STEPHANOPOULOS: Boy, there is a mother's pride right there.

O'DONNELL: Yes, indeed.

STEPHANOPOULOS: She's not going to go for the younger men?

O'DONNELL: I don't know. This Kai is pretty fantastic. He's the cutest kid I've ever seen. And I was told on the second day that he does not enjoy being called cute. He's little. He has got very long hair. And you just want to pick him up. And every time I see him, I go you're so cuuuuu- curious. You can't call him cute.

STEPHANOPOULOS: You have four children. Your new partner has six. That's quite a blended family.

O'DONNELL: That makes ten. I did that in my head. Yes. That's a lot of kids. To some people, that seems insurmountable and ridiculous. But somehow, you know what, it feels all right.

STEPHANOPOULOS: Our eldest daughter, Elliot, is going through a bit of a Brady Bunch phase. She got the DVDs for her birthday and she just can't stop watching it. This is the modern-day Brady Bunch.

O'DONNELL: Kind of. Or Yours, Mine and Ours. Remember that Lucille Ball movie we used to watch in the '70s? Uh, who knew? You know, when something happens in your life. You meet somebody. It clicks. You know, you move forward with certainty. And you go, you know, hopefully with grace.

...

[O'Donnell and Stephanopoulos briefly discuss Haiti]

...

STEPHANOPOULOS: Okay, no grilling. But a little politics. Let's do a lightning round. First thing that comes to your mind. President Obama, year one?

O'DONNELL: You know, I still have faith, is what I can say. I'm not looking for a quick fix. I think we're an instant gratification society. And the last eight years were horrific by anyone's standard. And to right that vessel takes more than one year. And I have faith in him. I think he's an amazing leader.

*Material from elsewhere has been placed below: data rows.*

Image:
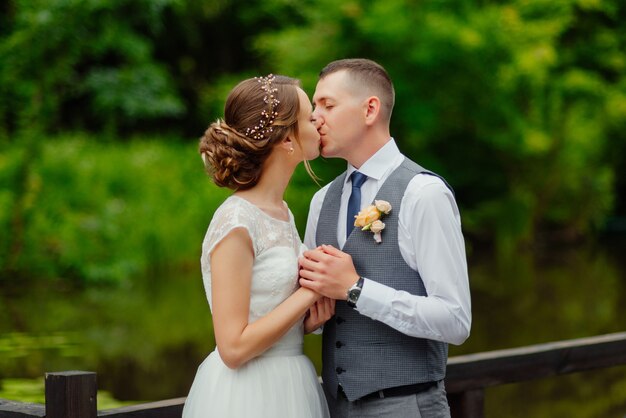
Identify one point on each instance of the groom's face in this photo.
(339, 114)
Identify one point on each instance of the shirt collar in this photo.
(378, 164)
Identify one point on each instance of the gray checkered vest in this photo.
(361, 354)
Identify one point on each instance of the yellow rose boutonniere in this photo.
(369, 218)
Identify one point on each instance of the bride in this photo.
(250, 260)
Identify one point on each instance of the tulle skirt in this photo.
(283, 384)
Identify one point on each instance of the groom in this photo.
(400, 301)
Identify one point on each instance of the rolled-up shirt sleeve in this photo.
(431, 242)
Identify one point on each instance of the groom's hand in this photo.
(328, 271)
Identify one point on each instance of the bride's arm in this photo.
(231, 273)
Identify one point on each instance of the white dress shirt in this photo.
(431, 242)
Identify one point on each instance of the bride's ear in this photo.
(288, 144)
(371, 109)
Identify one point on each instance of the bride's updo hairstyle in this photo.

STEPHANOPOULOS: Anything disappoints you over the last year?

O'DONNELL: Not really. Because, I think I understand the parameters of what's involved. Everybody has the greatest ideals and they walk in there and it's a quagmire. Everyone's stuck. And Congress is stuck. And people are fighting. People are trying to get re-elected. And, you know, there's our lovely senator from Connecticut. And so, you know-

STEPHANOPOULOS: I guess I know which one you're thinking of.

O'DONNELL: That would be Mr. Lieberman. And to think that, you know, you can judge everything about what he has accomplished by what he has not, I think does everyone a disservice.

STEPHANOPOULOS: Tiger Woods?

O'DONNELL: I feel sorry for him. I'm probably one of the only women I know who do- who does. He was a child prodigy. I equate him in some ways to Michael Jackson. He was pushed out on the scene. I don't know. I think everybody has demons. You know, sexuality in this country is so, kind of, seen in a paradigm that is unrealistic. And it's a difficult thing to be the most famous guy in the world and the most famous golfer. I don't know. I don't feel as hatred about it [sic].

-Scott Whitlock is a news analyst for the Media Research Center.